Por último, a Europa medieval influenciou a medicina brasileira através da evolução de português, a partir de latim. Um bom exemplo disso é a palavra “saúde” que vem de “salude”, um vocábulo do século XIII, tendo sido modificado da palavra espanhola “salud” e italiana “salute”. Outra palavra para destacar é “Doutor” que vem do latim “docēre” (ensinar):
No fim do estudo universitário… originalmente exclusiva da igreja… se intitulava doutor e tinha o direito de ensinar na academia médica… No ano de 1221, o imperador Frederico II da Itália declarou que ninguém poderia se tornar médico sem ser examinado publicamente pelos mestres de Salerno… Há 900 anos se usa o termo Doutor em Medicina para o graduado em medicina. Só no século XIX que o termo doutor começou a designar os doutorados. [1,2,3]
A Medicina Português
Até a formação da Estado-nação portuguesa, povos árabes (Califado Omíada e mouros) ocupavam a Península Ibérica (conhecido como Al-Andalus), e há evidência significativa que novos instrumentos e cirurgias foram trazidos ao território português nesses séculos. No século X, por exemplo, o desempenho dos médicos andalusinos, como Hasdai ibn Shaprut, Ibne Albaitar e, particularmente, Abulcasis, demonstrou o grande atraso da medicina europeia em relação à do mundo islâmico, que permitia a pluralidade das crenças e valorizava as ciências. Contudo, o Portugal não se beneficiaria desses avanços médicos, justamente por ser uma nação estritamente católica e a por ser brutal em seu colonialismo posterior.
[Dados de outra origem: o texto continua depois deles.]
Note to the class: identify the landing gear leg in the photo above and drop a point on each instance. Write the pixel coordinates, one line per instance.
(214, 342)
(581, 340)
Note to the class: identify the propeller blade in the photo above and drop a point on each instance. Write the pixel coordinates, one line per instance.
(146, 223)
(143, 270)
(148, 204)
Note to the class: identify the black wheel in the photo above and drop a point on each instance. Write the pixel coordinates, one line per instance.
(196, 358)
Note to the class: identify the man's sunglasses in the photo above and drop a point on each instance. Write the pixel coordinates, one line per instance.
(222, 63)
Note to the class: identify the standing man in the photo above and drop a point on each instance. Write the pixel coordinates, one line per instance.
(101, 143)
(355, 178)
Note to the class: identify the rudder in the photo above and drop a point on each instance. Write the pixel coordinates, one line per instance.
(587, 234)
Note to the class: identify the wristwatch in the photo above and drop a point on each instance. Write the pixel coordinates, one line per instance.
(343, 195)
A reconquista da Península Ibérica aos mouros também disponibilizou para os eruditos europeus um grande acervo de textos [gregos]… preservados em traduções árabes e desconhecidos na Europa, e de obras muçulmanas de Avicena, Geber e Averróis, contribuindo de modo marcante para um novo florescimento na filosofia, matemática, medicina e outras especialidades científicas. [1,2,3,4]
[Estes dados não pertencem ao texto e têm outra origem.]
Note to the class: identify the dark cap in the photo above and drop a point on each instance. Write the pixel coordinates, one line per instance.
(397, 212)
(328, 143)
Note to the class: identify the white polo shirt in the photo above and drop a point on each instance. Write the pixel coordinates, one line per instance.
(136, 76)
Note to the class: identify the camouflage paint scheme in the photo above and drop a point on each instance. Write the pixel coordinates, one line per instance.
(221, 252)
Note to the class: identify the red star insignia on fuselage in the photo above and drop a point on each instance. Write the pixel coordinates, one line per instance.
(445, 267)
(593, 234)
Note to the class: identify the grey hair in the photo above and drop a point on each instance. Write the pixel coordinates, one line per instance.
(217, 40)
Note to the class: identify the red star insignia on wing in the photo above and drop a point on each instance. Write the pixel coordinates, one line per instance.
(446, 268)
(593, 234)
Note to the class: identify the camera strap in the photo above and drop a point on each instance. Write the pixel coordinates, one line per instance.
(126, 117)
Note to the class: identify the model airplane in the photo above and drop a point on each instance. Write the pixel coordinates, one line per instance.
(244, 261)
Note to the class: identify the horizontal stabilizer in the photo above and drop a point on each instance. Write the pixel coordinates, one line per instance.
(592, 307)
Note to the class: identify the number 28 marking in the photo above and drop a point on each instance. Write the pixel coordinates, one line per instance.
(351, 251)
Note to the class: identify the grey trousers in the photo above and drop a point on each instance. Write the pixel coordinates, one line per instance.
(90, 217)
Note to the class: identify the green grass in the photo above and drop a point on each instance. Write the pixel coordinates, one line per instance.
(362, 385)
Antes da nação ser estabelecida, em 1131, a primeira escola de medicina e hospital portucalense surgiu em Coimbra no Mosteiro de Santa Cruz. A partir de então, durante a formação do Reino do Portugal, mais mosteiros católicos com salas para atender à saúde dos fiéis foram construídos.
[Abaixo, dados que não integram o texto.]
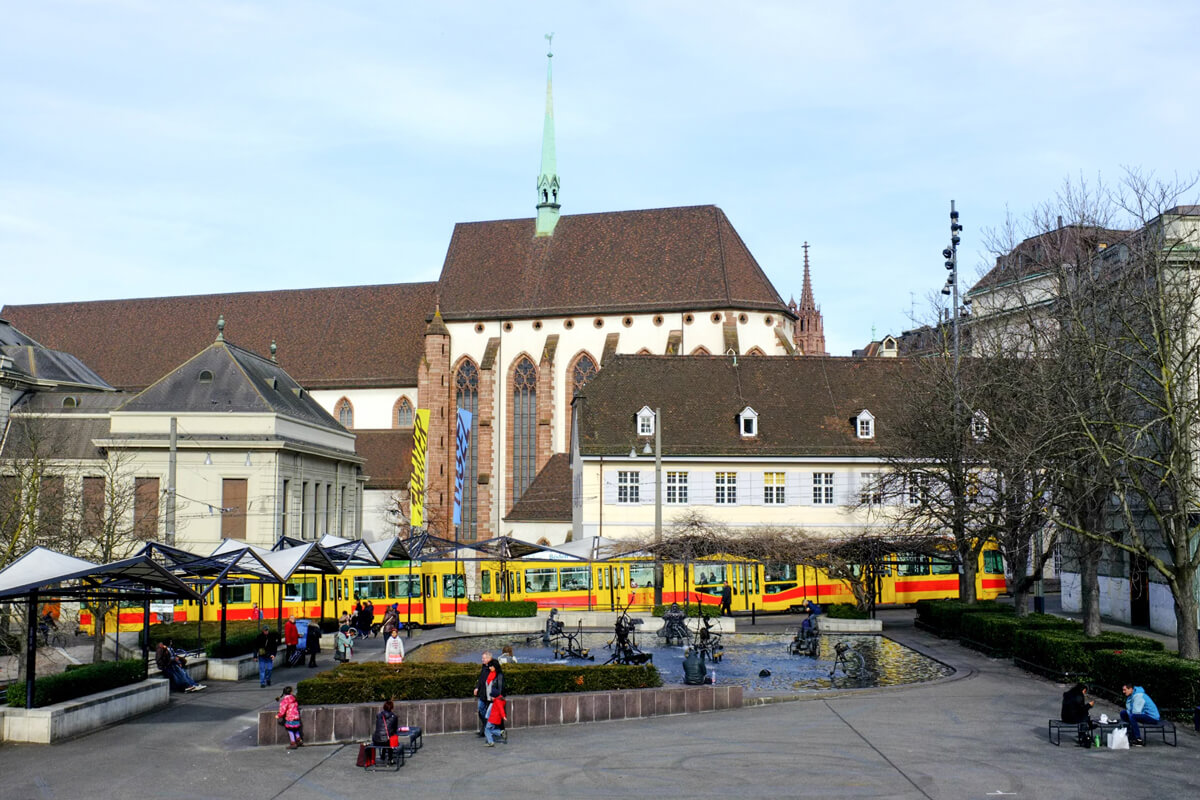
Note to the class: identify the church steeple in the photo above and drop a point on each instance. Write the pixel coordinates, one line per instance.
(809, 334)
(547, 181)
Cem anos depois, um “Doutor da Igreja” que tinha formado em medicina pelo Mosteiro de Santa Cruz foi santificado: Santo Antônio de Lisboa (†1231). Notavelmente, Antônio mostrou, ao longo da sua prática, conhecimento inigualável das ciências naturais e médicas — algo ignorado pela igreja na sua veneração e na geração de folclore. Na mesma época, dois outros taumaturgos portugueses, São Gonçalo de Amarante (1187–1262) e Papa João XXI de Lisboa (†1277) reforçaram a ideia que a fé cristão era responsável para a manutenção da saúde. O segundo desenvolveu sua carreira como acadêmico na França e Itália, e, entre 1273 e 1275, tornou-se o médico chefe do Papa Gregório X antes de ser pontificado.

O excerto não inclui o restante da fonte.